En La mujer singular y la ciudad (Sexto Piso, 2018) hay un párrafo en el que Vivian Gornick relata como su amiga Sylvia le ha contado la misma cantinela dos años seguidos: que ha madurado tanto que ya no pretende que sus amigos le den lo que no pueden darle, y que ahora acepta la amistad en los términos en los que se le ofrece. Me reconozco muy bien aquí, igual que me reconozco cuando leo que al tercer año su amiga está hasta el moño del enfoque zen. «No se conocen amistades insoportables pero bien se sabe que hay amores que hacen sufrir», decía el otro día Juan Claudio de Ramón en su excelente columna, y a puntito estuve de darle la razón sin más, porque a mí cuando una persona escribe bien y es razonable me convence de una cosa y de la contraria con gran facilidad. Pero mucho me temo que aquí no puedo estar de acuerdo con él –aunque me gustaría–.

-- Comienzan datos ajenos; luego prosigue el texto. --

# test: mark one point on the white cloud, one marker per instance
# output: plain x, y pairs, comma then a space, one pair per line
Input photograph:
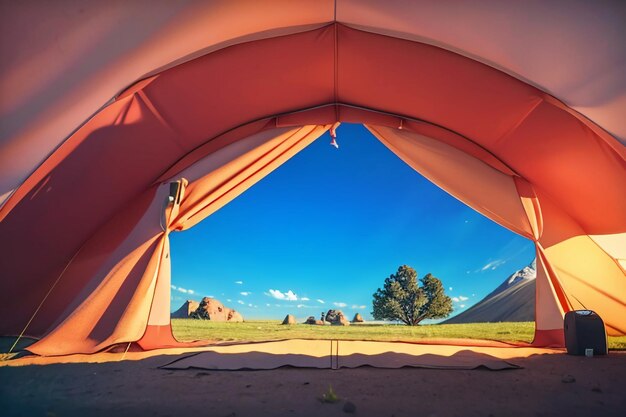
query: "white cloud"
183, 290
493, 264
289, 295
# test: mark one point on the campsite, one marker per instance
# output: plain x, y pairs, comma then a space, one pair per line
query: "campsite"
312, 207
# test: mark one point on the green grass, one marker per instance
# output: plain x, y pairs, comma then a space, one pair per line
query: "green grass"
189, 329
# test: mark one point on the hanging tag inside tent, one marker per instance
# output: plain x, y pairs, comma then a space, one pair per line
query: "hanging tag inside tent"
333, 135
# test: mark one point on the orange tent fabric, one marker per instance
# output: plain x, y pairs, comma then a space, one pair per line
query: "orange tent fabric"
86, 194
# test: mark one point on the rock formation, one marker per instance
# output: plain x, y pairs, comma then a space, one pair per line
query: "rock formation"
289, 319
212, 309
358, 318
184, 312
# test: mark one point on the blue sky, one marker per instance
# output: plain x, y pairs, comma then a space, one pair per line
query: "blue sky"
326, 228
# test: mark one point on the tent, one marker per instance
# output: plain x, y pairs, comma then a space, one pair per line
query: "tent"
123, 122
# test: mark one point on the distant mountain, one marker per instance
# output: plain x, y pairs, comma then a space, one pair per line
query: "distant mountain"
513, 300
185, 310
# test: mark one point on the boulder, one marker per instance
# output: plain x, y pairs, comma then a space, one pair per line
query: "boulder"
184, 312
289, 319
212, 309
358, 318
312, 320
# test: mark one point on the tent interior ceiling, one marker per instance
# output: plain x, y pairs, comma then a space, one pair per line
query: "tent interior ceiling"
514, 93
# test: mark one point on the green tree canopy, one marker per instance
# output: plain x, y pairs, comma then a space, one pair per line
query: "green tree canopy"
401, 298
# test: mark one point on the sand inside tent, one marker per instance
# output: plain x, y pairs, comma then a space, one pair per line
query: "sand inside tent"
139, 387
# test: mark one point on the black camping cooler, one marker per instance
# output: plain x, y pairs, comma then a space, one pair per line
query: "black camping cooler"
584, 333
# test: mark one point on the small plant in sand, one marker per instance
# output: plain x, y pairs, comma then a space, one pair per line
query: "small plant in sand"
329, 396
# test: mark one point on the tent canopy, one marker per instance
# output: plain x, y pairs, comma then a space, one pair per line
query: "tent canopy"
514, 111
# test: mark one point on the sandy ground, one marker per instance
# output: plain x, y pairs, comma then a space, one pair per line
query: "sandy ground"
137, 388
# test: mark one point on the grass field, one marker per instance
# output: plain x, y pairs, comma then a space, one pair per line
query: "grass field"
189, 329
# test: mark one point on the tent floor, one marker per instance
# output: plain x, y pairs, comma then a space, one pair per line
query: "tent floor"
139, 387
104, 384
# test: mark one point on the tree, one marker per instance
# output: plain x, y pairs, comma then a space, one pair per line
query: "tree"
402, 299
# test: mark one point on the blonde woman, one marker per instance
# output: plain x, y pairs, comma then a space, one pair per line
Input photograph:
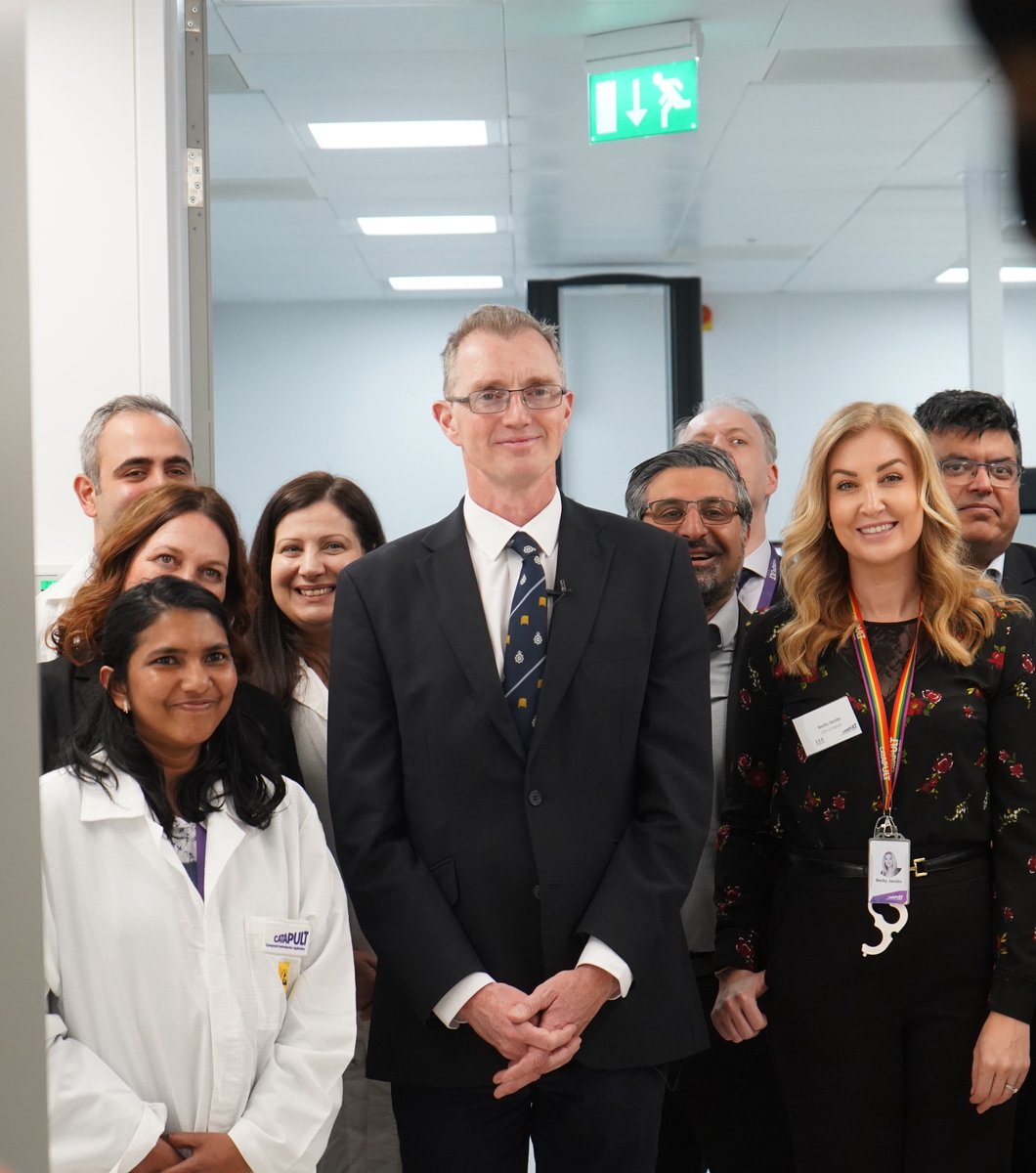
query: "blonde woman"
885, 709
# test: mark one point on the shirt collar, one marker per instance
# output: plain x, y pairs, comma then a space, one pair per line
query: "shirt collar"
725, 621
492, 534
997, 567
311, 691
758, 561
124, 799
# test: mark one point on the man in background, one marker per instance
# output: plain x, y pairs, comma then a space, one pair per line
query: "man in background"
129, 445
976, 441
738, 427
723, 1108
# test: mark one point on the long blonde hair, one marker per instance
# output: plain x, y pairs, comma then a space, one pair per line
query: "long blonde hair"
960, 607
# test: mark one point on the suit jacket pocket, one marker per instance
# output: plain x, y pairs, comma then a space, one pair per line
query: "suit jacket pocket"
630, 648
445, 875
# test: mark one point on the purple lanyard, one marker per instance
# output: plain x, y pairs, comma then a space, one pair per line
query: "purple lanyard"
200, 839
768, 582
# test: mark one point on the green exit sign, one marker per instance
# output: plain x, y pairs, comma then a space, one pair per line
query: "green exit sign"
635, 104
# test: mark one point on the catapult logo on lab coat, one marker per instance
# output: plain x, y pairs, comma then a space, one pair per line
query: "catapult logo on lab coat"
286, 937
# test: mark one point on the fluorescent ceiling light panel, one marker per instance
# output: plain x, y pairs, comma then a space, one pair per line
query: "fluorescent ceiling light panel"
427, 284
374, 135
1011, 275
425, 226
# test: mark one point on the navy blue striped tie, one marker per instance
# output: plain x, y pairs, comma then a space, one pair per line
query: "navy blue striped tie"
525, 651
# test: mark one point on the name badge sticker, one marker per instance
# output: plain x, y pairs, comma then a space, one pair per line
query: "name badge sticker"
888, 872
827, 725
286, 938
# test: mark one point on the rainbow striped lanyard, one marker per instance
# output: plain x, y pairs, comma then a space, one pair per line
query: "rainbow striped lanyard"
888, 731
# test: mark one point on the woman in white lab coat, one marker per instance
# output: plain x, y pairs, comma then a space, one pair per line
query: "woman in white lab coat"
311, 528
197, 949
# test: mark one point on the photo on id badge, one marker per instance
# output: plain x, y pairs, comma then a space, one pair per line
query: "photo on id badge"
888, 869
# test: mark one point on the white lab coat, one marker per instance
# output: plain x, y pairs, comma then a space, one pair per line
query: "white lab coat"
168, 1013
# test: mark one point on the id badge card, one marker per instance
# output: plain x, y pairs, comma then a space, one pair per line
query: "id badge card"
888, 871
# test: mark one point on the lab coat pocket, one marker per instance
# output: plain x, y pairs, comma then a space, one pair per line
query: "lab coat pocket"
277, 949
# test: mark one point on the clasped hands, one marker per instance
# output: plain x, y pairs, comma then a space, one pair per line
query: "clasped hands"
538, 1032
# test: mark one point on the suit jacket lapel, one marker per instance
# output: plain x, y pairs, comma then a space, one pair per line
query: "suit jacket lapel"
450, 579
583, 561
1018, 574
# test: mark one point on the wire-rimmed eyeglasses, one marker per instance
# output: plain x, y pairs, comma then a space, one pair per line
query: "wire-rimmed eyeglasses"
538, 398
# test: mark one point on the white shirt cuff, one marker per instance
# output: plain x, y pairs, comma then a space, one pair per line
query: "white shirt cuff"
596, 953
449, 1007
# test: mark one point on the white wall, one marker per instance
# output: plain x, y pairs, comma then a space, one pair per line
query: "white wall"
799, 357
347, 386
22, 1090
107, 233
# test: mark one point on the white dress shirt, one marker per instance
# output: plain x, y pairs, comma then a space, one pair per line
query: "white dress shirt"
496, 572
698, 912
758, 562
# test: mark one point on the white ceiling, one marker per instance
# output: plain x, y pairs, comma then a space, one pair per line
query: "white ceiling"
833, 142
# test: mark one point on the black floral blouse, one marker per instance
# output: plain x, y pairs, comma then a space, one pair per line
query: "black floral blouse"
968, 777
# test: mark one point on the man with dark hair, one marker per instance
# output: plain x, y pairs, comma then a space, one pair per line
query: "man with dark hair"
516, 772
130, 445
747, 435
976, 443
723, 1108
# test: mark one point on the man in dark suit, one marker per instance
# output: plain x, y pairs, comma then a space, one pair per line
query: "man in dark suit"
978, 449
723, 1108
976, 441
518, 771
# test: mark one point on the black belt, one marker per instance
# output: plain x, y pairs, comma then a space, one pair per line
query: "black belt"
920, 866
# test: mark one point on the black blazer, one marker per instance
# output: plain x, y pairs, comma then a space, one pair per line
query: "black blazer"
462, 854
1019, 573
65, 691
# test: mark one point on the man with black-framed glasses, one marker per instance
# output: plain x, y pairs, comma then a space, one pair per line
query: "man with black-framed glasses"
696, 492
976, 441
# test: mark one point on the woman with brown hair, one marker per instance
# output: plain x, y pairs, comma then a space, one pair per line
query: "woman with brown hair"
311, 528
185, 531
885, 710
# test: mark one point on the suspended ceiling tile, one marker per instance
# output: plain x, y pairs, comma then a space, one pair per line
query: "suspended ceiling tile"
363, 28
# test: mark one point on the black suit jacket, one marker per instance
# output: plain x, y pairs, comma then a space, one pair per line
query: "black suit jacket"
461, 853
1019, 573
68, 690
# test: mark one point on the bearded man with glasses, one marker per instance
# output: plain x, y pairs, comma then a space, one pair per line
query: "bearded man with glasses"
976, 443
696, 492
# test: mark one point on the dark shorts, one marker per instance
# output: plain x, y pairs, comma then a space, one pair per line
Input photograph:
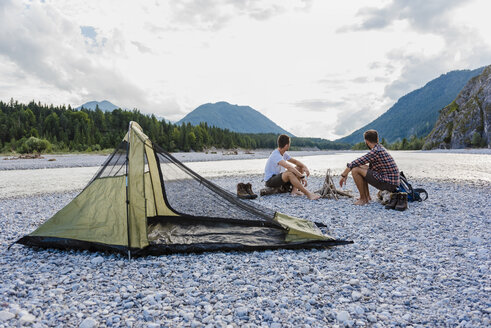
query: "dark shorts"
380, 185
275, 181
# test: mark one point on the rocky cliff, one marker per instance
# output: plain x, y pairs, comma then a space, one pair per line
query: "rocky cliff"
466, 122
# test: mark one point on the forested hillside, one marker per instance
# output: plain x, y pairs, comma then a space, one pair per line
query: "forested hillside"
65, 129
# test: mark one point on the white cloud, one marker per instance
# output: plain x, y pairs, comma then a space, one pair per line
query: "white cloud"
285, 58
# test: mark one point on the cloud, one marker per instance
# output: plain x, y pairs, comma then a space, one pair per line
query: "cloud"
50, 48
352, 120
216, 14
421, 14
318, 105
141, 47
461, 45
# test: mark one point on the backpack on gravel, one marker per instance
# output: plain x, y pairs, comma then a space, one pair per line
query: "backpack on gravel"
413, 194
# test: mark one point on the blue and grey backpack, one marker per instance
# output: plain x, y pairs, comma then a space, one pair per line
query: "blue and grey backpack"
416, 194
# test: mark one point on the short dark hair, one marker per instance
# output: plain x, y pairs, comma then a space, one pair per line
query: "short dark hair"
371, 135
283, 140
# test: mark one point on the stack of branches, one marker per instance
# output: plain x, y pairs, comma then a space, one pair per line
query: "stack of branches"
329, 190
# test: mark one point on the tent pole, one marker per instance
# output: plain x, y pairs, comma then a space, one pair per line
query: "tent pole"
127, 193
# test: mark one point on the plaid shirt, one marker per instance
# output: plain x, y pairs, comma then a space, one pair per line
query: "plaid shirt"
381, 163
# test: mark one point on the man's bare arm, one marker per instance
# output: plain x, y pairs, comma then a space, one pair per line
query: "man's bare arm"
290, 168
300, 164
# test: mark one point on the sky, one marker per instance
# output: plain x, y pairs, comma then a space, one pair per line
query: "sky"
316, 68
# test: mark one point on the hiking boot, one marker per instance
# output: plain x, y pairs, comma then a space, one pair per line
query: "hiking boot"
394, 197
401, 202
242, 191
248, 188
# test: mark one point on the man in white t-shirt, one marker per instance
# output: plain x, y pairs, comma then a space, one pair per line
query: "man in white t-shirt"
279, 171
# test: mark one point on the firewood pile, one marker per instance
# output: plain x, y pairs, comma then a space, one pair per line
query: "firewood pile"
329, 190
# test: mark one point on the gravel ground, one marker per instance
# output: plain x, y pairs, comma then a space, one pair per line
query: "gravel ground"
427, 266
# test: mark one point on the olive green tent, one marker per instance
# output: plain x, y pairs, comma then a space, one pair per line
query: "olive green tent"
145, 201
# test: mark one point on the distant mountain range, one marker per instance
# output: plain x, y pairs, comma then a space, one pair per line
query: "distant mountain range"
104, 105
417, 112
243, 119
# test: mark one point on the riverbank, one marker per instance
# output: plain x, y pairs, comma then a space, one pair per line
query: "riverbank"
87, 160
426, 266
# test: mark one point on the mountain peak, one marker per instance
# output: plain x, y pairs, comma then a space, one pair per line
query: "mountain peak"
243, 119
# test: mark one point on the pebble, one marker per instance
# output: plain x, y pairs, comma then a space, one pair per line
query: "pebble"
88, 323
342, 316
97, 260
6, 315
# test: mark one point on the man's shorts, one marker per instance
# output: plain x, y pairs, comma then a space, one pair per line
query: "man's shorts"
275, 181
380, 185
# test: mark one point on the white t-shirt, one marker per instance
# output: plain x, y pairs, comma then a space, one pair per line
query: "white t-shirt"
272, 166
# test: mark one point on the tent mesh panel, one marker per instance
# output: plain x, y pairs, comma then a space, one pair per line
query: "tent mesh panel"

Tendemos a pensar que el amor es una parte placentera de la vida, pero no hay nadie a quien podamos hacer más daño, o que pueda hacérnoslo a nosotros, que aquellos con quienes tenemos una relación. Y no es que no esté de acuerdo con Juan Claudio en cuanto al sufrimiento que causa el amor; es solo que creo que con la amistad también se pasa mal. Yo tengo muy buenos amigos. Iba a decir que tengo la suerte de tener muy buenos amigos, pero uno de ellos salta como un resorte cada vez que oye esta frase y me dice que a partir de los 40 tienes los amigos que te mereces, que de suerte nada, y me parece una distinción muy buena. Tengo muy buenos amigos a los que quiero muchísimo y con los que he sufrido una barbaridad, y no es porque sean una mancha de cabrones ni porque yo tenga una piel demasiado fina. Es porque cuando alguien tiene la capacidad de hacerte muy feliz, también la tiene para hacerte muy desgraciado.
Este otoño y este invierno han sido los más negros que recuerdo en muchísimo tiempo. Si no hubiera sido por mis amigos, habrían sido aún más oscuros. Pero cada vez que he entrado en caída libre ahí estaban ellos tejiéndome una red invisible y cálida de afecto suave sobre la que dejarme caer y coger aire para seguir yo sola. Una red desigual en la que los hilos son cada uno hijos de su padre y de su madre, unos gruesos y fuertes y de colores escandalosos, y otros más finos, que apenas se ven, más recios de lo que parecen. Pero todos cuentan, entre todos te levantan y te ponen una mano animosa sobre la espalda cuando te sacudes el polvo para seguir adelante.
Quién sabe, a lo mejor mis amigos no serían tan maravillosos si yo no les diese con un zapato de vez en cuando (a alguno le he dado literalmente, lo confieso). Pero yo prefiero pensar que no, que son así a pesar del zapato, porque cuando les ha llegado el turno de pasarlo mal a ellos, allí estaba yo como una arañita más, tejiendo la red de seguridad para amortiguarles la caída y hacerles las cosas un poquito más llevaderas.